According to a systematic review of the literature¹, labelling menus with calories alone did not have the intended effect of decreasing calories selected or consumed. But when some contextual nutrition information was added, people did tend to select and consume fewer calories.
The contextual information required by the new UK legislation is to have the words “adults need around 2000 kcal a day” printed on the menu. For some of us, seeing that a main course alone might be almost a whole day’s recommended intake may nudge us to order something different.
But this assumes that we want to reduce our calorie intake, and it also assumes that it will improve our health to do this. That’s not always true of course, which I’ll come back to shortly.
Do we choose what to eat on the basis of what we think will be healthy?
This week I attended the annual meeting of the British Feeding and Drinking Group, where academics who research aspects of eating and drinking present their current research. This is always fascinating, and I love hearing about cutting-edge clinically useful research right from the horse’s mouth.

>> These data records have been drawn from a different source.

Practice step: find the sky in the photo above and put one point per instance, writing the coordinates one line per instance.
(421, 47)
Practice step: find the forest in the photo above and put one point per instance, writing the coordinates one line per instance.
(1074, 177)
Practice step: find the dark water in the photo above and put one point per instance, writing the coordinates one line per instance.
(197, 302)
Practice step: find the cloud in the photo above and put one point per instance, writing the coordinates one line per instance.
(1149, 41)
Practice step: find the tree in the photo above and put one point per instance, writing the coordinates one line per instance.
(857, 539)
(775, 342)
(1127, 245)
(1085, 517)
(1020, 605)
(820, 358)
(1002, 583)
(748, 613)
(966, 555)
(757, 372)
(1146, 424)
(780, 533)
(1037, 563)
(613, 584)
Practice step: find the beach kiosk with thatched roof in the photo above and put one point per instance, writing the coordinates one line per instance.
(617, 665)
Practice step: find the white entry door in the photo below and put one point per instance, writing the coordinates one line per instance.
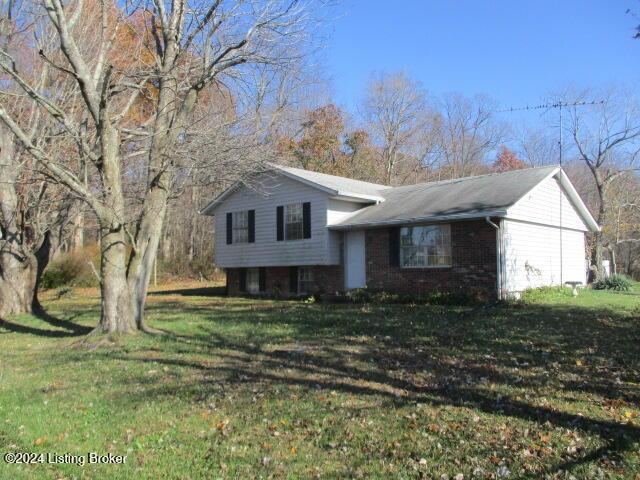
(355, 273)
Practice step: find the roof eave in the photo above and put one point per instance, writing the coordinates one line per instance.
(433, 218)
(578, 202)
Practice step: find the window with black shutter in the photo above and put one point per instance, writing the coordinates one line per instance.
(243, 280)
(306, 220)
(263, 279)
(293, 279)
(229, 228)
(251, 236)
(394, 247)
(280, 223)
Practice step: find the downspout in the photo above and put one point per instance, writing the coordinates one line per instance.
(498, 257)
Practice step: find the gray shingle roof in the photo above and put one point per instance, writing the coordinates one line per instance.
(450, 198)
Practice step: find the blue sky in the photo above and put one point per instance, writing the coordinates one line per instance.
(514, 51)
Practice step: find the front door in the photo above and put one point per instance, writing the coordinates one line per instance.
(355, 274)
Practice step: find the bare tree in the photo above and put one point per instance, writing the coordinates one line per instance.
(33, 210)
(606, 138)
(181, 52)
(397, 114)
(467, 136)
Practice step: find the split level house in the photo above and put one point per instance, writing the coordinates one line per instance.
(290, 231)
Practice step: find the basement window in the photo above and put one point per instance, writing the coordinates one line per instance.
(240, 227)
(253, 280)
(305, 279)
(425, 246)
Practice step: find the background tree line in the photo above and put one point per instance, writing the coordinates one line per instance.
(118, 121)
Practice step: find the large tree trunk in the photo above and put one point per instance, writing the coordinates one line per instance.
(18, 273)
(42, 257)
(143, 259)
(17, 263)
(168, 126)
(116, 307)
(597, 254)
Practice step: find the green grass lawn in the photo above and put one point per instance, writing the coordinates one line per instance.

This year, the prize for the best poster presentation was awarded to Glasgow University Ph.D. student Tess Davis with her supervisor Dr Esther Papies². The poster, which Tess kindly sent me so you can see it below, showed the results of two studies about the language that people use to describe foods that they typically eat, depending on whether they are omnivores or vegans.
What they found was that people used words to do with pleasure and taste when describing foods consistent with their own diet (meat for omnivores and plant-based foods for vegans). People however used words describing features such as healthiness or content of the food when describing the foods they didn’t tend to eat (meat for vegans and plant-based foods for omnivores). They concluded that using language concerned with healthfulness, content etc to describe plant-based foods does not increase their appeal to omnivores.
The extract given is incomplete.